À Washington, une coalition de détaillants de bois, de constructeurs et de syndicats dénonce le protocole d’entente auprès du Congrès, sans succès (Fox 1991). En septembre 1991, le gouvernement canadien annonce qu’il se retirera de l’entente le mois suivant. Le gouvernement américain impose alors un droit compensateur sur le bois canadien pour 1992 et 1993. Le Canada conteste avec succès cette décision en vertu de l’Accord de libre-échange (ale) et le bois d’œuvre s’échange librement en 1994 et en 1995. En avril 1996, le Softwood Lumber Agreement (sla) impose aux exportateurs canadiens un système de tarif-quota qui équivaut à une taxe à l’exportation de 11,6 %. La National Association of Home Builders (nahb) dénonce le sla et tente en vain de gagner le Congrès à sa cause. La nahb grossira ensuite les rangs de l’American Consumers for Affordable Homes (acah) qui, depuis, mène l’action contre la protection sur le bois d’œuvre.

Après l’expiration du sla en mars 2001, la cfli exige une nouvelle enquête de droits compensatoires. Un élément antidumping est ajouté à l’enquête. En mai 2002, les États-Unis imposent un droit compensatoire de 18,79 % et un droit antidumping de 8,43 % sur le bois canadien. Des droits spécifiques sont aussi imposés à des entreprises canadiennes. Le Canada conteste cette décision à l’Organisation mondiale du commerce (omc) et à l’alena, où son point de vue prévaut dans plusieurs éléments du litige. Notamment, un groupe spécial (panel) de l’alena juge en octobre 2004 que le bois canadien n’est pas subventionné. Les États-Unis ignorent ce jugement, estimant que les lois américaines sont conformes aux règles de l’omc.

C — Une entente dictée par Washington (2006 – ?)
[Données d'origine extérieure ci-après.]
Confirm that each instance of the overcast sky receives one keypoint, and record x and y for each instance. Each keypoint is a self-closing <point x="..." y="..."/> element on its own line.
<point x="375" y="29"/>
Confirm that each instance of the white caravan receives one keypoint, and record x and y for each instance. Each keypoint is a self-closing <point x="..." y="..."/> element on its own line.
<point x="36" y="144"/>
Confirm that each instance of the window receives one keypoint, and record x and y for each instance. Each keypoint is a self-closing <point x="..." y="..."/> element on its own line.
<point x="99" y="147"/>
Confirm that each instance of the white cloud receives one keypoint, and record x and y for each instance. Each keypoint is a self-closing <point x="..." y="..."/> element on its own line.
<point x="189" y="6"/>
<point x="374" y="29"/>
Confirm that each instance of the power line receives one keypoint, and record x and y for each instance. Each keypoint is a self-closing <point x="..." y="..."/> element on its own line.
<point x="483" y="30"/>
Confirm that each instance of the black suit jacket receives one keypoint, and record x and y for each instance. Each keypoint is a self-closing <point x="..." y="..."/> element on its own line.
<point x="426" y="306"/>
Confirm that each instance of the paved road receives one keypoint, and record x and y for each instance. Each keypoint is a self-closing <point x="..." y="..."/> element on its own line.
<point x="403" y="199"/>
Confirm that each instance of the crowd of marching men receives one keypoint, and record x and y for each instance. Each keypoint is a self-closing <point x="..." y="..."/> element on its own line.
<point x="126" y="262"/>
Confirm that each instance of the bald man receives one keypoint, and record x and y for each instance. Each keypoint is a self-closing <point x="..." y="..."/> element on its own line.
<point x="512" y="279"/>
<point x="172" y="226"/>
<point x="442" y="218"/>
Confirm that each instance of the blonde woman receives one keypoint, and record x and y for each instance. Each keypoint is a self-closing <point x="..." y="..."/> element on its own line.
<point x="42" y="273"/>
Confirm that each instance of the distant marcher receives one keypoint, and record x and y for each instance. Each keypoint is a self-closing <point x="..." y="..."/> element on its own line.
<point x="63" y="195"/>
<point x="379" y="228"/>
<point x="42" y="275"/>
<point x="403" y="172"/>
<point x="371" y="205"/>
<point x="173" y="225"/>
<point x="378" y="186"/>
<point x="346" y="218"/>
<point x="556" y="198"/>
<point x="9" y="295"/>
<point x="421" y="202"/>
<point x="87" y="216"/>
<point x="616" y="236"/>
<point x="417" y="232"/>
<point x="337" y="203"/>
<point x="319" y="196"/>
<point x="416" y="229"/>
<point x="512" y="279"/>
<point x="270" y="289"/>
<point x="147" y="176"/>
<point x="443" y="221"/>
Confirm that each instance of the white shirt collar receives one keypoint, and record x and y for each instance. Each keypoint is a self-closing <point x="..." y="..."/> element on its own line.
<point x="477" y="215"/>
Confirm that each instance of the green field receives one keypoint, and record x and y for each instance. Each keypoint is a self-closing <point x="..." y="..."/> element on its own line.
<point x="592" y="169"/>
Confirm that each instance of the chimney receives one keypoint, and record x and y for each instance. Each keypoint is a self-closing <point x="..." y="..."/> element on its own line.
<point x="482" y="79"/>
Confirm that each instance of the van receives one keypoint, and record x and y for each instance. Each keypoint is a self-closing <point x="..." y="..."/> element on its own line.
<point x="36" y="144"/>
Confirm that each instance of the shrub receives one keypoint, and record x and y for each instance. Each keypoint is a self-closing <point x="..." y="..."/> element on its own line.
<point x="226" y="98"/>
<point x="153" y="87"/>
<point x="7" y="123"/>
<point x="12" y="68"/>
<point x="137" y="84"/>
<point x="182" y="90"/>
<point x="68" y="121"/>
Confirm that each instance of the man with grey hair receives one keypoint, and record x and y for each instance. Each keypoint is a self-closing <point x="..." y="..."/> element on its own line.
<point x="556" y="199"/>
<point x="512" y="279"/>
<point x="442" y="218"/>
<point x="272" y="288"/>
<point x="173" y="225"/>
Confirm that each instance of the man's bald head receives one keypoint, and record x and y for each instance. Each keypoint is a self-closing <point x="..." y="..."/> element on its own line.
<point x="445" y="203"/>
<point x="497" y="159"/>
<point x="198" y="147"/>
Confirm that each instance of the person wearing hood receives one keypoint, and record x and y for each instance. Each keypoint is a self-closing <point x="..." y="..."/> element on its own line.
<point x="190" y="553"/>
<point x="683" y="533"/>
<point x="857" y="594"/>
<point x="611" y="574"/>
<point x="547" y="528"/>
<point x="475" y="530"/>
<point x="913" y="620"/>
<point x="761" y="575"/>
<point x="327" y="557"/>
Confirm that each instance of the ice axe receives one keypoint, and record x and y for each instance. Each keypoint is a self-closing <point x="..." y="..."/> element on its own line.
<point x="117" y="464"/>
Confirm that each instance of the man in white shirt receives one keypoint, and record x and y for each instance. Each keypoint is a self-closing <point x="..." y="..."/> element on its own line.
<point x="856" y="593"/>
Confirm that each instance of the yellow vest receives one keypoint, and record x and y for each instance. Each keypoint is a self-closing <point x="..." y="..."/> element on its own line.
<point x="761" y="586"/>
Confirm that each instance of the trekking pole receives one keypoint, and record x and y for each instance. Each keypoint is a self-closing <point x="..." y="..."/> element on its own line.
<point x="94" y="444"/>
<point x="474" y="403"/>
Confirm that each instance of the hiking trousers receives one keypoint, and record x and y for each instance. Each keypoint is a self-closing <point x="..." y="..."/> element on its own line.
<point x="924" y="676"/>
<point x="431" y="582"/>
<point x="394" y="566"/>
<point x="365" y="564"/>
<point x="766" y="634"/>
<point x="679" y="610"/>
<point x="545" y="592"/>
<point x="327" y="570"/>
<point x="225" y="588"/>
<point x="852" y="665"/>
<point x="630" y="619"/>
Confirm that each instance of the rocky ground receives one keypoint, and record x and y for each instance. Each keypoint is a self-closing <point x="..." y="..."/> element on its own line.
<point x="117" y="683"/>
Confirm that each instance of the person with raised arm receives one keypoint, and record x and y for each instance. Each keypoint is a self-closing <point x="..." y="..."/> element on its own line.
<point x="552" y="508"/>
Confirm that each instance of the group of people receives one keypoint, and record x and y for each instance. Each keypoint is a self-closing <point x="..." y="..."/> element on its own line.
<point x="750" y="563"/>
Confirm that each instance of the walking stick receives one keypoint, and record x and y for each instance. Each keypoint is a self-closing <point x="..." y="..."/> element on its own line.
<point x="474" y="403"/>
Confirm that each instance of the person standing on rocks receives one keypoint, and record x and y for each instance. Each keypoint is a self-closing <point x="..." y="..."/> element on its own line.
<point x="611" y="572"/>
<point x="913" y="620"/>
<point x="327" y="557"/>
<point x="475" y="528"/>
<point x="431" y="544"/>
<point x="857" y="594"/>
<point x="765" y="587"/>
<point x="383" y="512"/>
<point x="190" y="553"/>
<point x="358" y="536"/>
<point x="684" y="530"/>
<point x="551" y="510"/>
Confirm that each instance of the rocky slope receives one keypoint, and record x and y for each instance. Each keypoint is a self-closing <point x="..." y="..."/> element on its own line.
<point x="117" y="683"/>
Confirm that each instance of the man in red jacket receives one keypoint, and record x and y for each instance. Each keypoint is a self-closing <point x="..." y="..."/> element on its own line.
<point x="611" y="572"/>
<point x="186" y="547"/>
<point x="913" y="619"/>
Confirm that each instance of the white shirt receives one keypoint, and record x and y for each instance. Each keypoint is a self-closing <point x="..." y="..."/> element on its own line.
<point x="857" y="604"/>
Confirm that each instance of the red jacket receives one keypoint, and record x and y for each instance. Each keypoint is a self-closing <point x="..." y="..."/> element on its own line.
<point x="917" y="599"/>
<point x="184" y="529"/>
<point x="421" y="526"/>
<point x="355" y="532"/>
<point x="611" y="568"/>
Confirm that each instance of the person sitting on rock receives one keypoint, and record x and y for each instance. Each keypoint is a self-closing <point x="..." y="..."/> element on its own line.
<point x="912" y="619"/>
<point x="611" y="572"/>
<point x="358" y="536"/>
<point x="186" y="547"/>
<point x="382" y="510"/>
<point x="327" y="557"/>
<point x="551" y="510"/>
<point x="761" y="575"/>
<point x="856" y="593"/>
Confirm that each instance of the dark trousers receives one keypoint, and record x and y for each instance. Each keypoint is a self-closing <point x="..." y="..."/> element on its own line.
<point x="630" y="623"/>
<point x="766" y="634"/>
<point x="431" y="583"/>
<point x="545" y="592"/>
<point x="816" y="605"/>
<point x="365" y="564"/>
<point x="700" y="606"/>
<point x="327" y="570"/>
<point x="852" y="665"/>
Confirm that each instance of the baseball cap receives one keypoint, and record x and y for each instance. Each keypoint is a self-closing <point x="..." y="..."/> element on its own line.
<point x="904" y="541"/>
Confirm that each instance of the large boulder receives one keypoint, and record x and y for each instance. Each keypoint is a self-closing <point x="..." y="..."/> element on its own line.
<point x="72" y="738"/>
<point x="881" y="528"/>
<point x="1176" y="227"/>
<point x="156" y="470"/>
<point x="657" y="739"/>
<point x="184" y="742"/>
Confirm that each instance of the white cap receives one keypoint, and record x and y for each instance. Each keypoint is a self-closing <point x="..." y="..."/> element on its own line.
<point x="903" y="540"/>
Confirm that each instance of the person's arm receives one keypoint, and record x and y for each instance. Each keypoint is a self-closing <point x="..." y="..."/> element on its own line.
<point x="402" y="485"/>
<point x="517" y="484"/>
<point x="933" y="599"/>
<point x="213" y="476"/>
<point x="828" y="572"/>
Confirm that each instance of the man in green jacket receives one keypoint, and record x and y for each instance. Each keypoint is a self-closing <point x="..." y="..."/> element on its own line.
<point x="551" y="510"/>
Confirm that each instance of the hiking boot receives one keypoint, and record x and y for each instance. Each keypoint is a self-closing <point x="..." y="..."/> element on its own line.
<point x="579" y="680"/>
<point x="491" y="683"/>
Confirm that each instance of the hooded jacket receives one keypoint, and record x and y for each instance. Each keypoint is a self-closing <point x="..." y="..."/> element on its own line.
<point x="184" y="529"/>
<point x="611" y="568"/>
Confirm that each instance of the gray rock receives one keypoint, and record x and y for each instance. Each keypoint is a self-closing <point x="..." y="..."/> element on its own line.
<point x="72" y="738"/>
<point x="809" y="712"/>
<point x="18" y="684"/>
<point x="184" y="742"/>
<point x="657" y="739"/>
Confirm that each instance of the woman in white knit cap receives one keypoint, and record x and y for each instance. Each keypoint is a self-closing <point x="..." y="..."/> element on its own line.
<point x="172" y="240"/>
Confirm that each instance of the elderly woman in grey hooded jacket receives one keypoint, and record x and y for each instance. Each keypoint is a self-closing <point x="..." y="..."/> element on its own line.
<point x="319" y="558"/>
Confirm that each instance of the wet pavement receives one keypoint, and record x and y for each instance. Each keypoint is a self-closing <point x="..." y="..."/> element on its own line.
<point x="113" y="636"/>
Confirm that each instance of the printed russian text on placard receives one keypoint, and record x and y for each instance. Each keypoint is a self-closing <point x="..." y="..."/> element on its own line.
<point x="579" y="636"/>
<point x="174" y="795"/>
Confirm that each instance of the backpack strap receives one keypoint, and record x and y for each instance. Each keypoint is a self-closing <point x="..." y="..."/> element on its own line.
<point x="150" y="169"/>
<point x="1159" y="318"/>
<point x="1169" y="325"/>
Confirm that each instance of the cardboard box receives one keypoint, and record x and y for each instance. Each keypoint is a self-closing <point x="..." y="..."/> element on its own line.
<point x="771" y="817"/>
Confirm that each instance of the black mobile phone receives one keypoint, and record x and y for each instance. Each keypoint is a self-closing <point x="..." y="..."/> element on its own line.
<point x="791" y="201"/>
Après quatre ans de conflit, les deux pays concluent une entente de sept ans le 27 avril 2006. L’entente met fin aux droits compensateurs perçus par les États-Unis depuis 2002 et accorde à l’industrie canadienne une part stable de 34 % du marché américain. Toutefois, si le prix du bois chute sous le seuil de 335 $ us pour 1 000 pieds linéaires, le Canada devra imposer une taxe : entre 2 % et 5 % pour le Québec; entre 5 % et 15 % pour la Colombie-Britannique, qui exporte plus de 60 % du bois canadien.

La majorité des entreprises canadiennes, épuisées financièrement et lasses d’évoluer dans un contexte instable, ont préféré signer une trêve plutôt que de risquer une reprise immédiate des hostilités. Mais la trêve a son prix : l’entente prévoit que les entreprises canadiennes récupéreront 4 milliards de dollars sur les 5,3 milliards perçus par Washington en droits compensateurs et antidumping depuis 2002. Toutefois, ce remboursement est effectué en dollars américains fortement dévalués par rapport à la devise canadienne. L’industrie américaine récupérera quant à elle 500 millions de dollars sur la somme détenue par les États-Unis et relancera à nouveau les hostilités au printemps 2009, au moment où une forte récession frappe les deux pays.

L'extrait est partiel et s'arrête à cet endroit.